Ambos voltearon a mirarme al mismo tiempo, no pude reprimir mi vergüenza y me puse roja. Bajé la mirada hacia el libro e intenté fingir que estaba leyendo, obviamente no era así: no había dejado de prestarles atención y de verlos. Me reprendí por mi imprudencia.
—¿Y entonces? —dijo el paisa mirando de nuevo al mono—, decime pues qué le pasa al escritor loco y a la escritora frustrada.
—Lo del primero queda a la mitad porque la chica que quiere escribir no lo ha terminado. En cuanto a ella pasan otras cosas: la novia no es capaz de decirle que escribe mal. La escritora conoce a un profesor que le dice que la va a ayudar con lo de la publicación.
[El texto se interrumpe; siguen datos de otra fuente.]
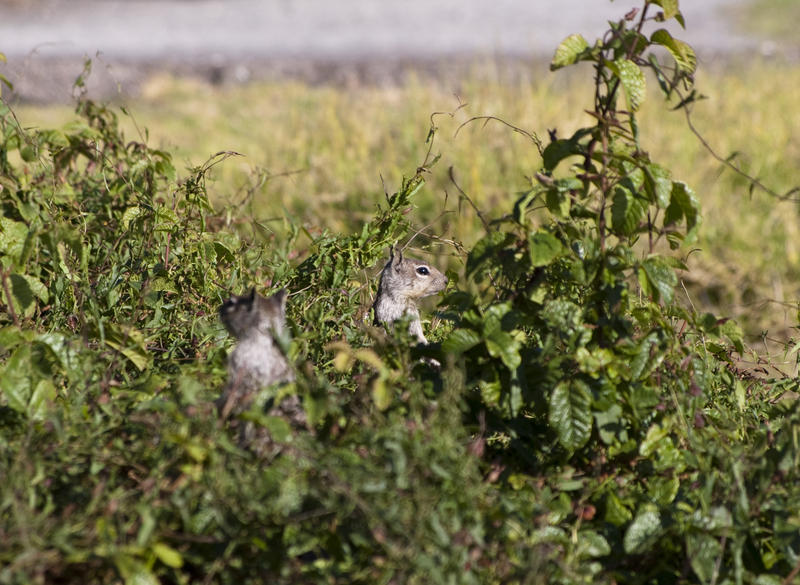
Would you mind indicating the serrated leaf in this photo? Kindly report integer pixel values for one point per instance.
(592, 544)
(544, 247)
(626, 212)
(131, 214)
(658, 278)
(704, 552)
(12, 237)
(616, 512)
(44, 393)
(663, 490)
(168, 555)
(130, 342)
(15, 379)
(655, 435)
(381, 393)
(658, 184)
(632, 80)
(570, 414)
(668, 7)
(485, 250)
(503, 345)
(642, 532)
(133, 571)
(460, 340)
(569, 51)
(683, 54)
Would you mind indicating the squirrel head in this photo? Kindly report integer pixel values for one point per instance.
(249, 314)
(410, 278)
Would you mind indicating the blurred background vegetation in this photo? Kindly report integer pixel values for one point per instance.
(325, 154)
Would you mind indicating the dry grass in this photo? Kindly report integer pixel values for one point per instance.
(324, 154)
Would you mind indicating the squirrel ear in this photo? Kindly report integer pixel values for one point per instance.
(396, 252)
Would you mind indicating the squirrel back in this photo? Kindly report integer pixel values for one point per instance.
(403, 282)
(257, 360)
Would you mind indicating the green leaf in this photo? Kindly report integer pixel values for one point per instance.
(461, 340)
(683, 204)
(505, 346)
(133, 571)
(570, 413)
(569, 51)
(632, 80)
(544, 248)
(592, 544)
(12, 238)
(657, 184)
(643, 531)
(616, 512)
(485, 251)
(669, 8)
(43, 395)
(168, 555)
(626, 212)
(663, 490)
(683, 54)
(658, 278)
(381, 393)
(130, 342)
(704, 553)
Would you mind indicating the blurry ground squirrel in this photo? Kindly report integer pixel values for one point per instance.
(403, 282)
(257, 360)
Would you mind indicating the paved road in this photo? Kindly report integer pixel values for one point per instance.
(328, 28)
(46, 39)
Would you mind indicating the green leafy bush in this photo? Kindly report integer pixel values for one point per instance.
(584, 426)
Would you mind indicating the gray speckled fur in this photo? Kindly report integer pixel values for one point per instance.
(257, 360)
(403, 283)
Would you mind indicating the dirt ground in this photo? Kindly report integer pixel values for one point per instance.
(231, 41)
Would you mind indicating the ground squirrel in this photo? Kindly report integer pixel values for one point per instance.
(257, 360)
(403, 282)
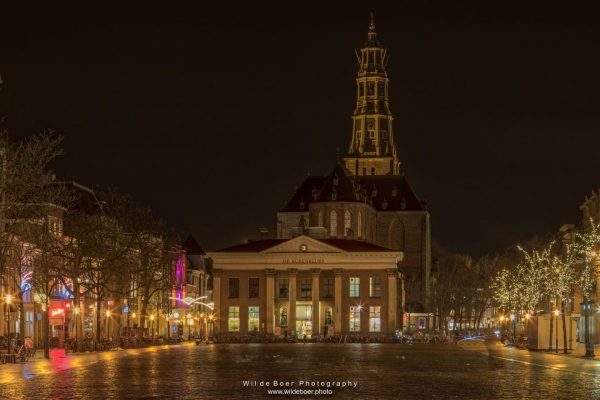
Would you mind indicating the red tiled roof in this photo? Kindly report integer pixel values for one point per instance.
(256, 246)
(253, 246)
(354, 245)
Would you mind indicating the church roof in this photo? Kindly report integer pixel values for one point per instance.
(192, 247)
(390, 193)
(305, 194)
(257, 246)
(339, 186)
(382, 192)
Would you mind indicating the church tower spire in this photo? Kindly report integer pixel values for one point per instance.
(372, 150)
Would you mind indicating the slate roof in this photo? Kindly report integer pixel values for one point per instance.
(383, 192)
(305, 194)
(256, 246)
(192, 247)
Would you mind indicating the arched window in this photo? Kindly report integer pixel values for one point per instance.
(283, 317)
(328, 317)
(347, 222)
(332, 223)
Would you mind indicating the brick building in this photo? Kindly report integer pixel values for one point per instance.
(353, 247)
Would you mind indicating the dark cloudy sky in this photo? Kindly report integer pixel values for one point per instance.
(213, 115)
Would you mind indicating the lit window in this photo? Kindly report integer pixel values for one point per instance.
(347, 222)
(332, 223)
(375, 319)
(234, 287)
(306, 288)
(283, 288)
(328, 316)
(374, 286)
(234, 319)
(253, 284)
(283, 317)
(328, 287)
(253, 319)
(354, 319)
(354, 286)
(359, 224)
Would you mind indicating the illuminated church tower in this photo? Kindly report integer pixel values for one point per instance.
(372, 150)
(365, 197)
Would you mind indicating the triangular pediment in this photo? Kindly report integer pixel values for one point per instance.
(302, 245)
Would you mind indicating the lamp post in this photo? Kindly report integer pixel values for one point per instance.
(107, 322)
(8, 301)
(556, 313)
(514, 321)
(587, 306)
(152, 326)
(190, 321)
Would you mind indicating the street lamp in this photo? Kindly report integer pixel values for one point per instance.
(190, 321)
(556, 313)
(587, 307)
(8, 301)
(107, 322)
(514, 321)
(152, 326)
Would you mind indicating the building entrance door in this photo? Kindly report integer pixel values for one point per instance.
(303, 319)
(303, 328)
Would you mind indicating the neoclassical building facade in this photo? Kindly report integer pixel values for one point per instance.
(306, 287)
(366, 196)
(353, 251)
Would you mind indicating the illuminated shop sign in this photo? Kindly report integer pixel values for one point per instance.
(57, 312)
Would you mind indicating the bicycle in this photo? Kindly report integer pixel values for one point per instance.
(23, 353)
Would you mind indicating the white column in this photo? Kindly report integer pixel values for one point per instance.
(219, 314)
(337, 309)
(270, 294)
(292, 312)
(316, 326)
(392, 299)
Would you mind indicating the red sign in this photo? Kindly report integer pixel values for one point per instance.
(57, 312)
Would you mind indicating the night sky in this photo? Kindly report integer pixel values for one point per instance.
(212, 116)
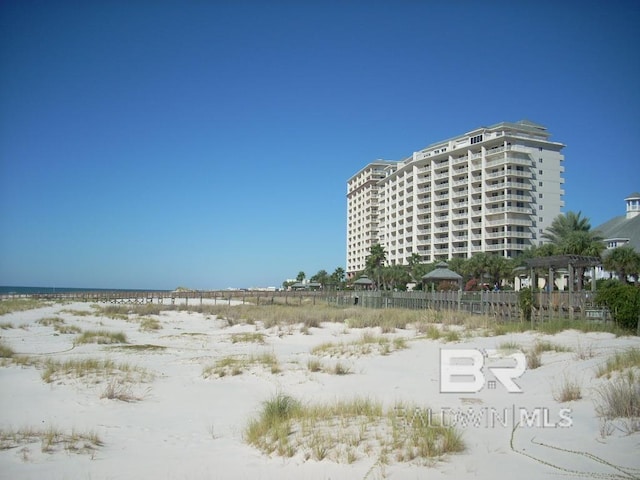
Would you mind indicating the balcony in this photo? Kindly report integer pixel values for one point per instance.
(462, 181)
(441, 208)
(493, 151)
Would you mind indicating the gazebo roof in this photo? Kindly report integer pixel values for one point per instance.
(363, 280)
(442, 272)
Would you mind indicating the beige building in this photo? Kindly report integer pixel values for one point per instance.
(494, 189)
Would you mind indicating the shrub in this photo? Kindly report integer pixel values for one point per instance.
(620, 399)
(623, 301)
(525, 302)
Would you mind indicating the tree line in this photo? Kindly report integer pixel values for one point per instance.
(568, 234)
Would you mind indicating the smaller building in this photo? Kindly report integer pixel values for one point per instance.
(623, 230)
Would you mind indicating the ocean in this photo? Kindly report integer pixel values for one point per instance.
(4, 290)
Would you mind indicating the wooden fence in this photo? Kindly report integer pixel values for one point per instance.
(504, 305)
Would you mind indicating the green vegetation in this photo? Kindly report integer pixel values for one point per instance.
(93, 369)
(348, 430)
(77, 313)
(337, 368)
(236, 365)
(367, 344)
(567, 391)
(51, 439)
(6, 351)
(101, 337)
(247, 337)
(147, 347)
(545, 346)
(149, 324)
(623, 301)
(20, 305)
(50, 321)
(619, 362)
(619, 398)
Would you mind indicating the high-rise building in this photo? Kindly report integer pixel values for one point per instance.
(494, 189)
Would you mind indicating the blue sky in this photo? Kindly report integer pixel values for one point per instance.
(151, 144)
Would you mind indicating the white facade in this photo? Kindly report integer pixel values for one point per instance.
(494, 189)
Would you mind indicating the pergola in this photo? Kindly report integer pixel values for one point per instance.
(363, 283)
(442, 272)
(570, 262)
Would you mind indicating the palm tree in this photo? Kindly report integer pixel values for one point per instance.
(374, 263)
(624, 261)
(322, 277)
(571, 234)
(337, 277)
(562, 225)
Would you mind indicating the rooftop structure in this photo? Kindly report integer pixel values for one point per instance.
(494, 189)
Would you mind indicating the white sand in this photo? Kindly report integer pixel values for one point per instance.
(190, 427)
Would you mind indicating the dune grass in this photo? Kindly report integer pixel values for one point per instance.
(51, 439)
(367, 344)
(620, 361)
(77, 313)
(247, 337)
(146, 347)
(618, 399)
(5, 350)
(541, 346)
(236, 365)
(20, 305)
(568, 390)
(338, 368)
(93, 370)
(148, 324)
(101, 337)
(345, 431)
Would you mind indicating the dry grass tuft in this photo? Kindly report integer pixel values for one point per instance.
(346, 431)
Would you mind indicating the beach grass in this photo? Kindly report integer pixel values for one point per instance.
(568, 390)
(101, 337)
(247, 337)
(232, 365)
(618, 399)
(51, 439)
(148, 324)
(50, 321)
(367, 344)
(93, 370)
(146, 347)
(5, 350)
(20, 305)
(619, 362)
(345, 431)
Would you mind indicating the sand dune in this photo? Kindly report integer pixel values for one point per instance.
(175, 414)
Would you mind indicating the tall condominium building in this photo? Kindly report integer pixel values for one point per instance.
(494, 189)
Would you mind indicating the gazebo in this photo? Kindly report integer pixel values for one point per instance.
(442, 273)
(363, 283)
(569, 262)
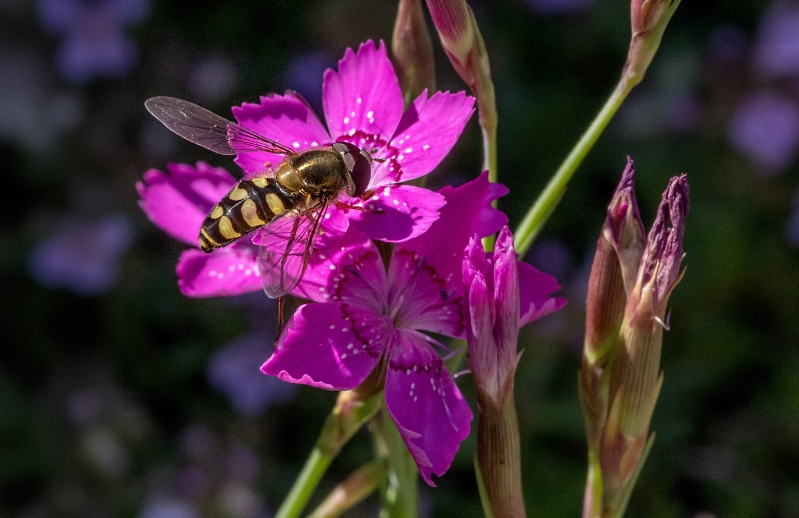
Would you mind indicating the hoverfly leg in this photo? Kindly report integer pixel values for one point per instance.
(361, 208)
(280, 302)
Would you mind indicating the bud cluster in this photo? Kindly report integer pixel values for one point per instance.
(630, 284)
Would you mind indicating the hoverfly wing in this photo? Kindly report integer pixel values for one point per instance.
(209, 130)
(286, 245)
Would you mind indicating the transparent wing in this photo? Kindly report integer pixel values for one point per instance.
(209, 130)
(286, 245)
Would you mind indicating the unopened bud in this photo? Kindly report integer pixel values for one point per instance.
(616, 261)
(636, 377)
(648, 19)
(463, 43)
(412, 51)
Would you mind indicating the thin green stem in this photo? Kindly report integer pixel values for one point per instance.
(399, 492)
(592, 502)
(346, 418)
(304, 486)
(547, 201)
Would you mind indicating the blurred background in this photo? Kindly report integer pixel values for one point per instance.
(119, 397)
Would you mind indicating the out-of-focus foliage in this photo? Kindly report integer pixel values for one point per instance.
(120, 397)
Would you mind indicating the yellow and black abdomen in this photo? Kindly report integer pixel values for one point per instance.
(249, 206)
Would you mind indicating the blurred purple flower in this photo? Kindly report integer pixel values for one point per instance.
(727, 44)
(94, 43)
(302, 73)
(233, 371)
(33, 114)
(557, 7)
(552, 256)
(765, 127)
(212, 79)
(777, 47)
(792, 226)
(82, 257)
(166, 507)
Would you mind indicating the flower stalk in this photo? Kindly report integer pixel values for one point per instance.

Aún no decido si es porque quiere hacerle la vuelta o no. La novia se molesta y… parece que ya dejó de llover. Si nos apuramos alcanzamos a llegar.
El mono llamó a la mesera con un gesto de la mano, pagó y se fueron. Cuando pasaron a mi lado, los dos me sonrieron. Al parecer les gustó dejarme con la duda de lo que iba a suceder. Groseros: ¡quería saber en qué terminaba! Le pedí a la mesera la cuenta y salí del local, contando las monedas de las vueltas para completar lo del pasaje del bus.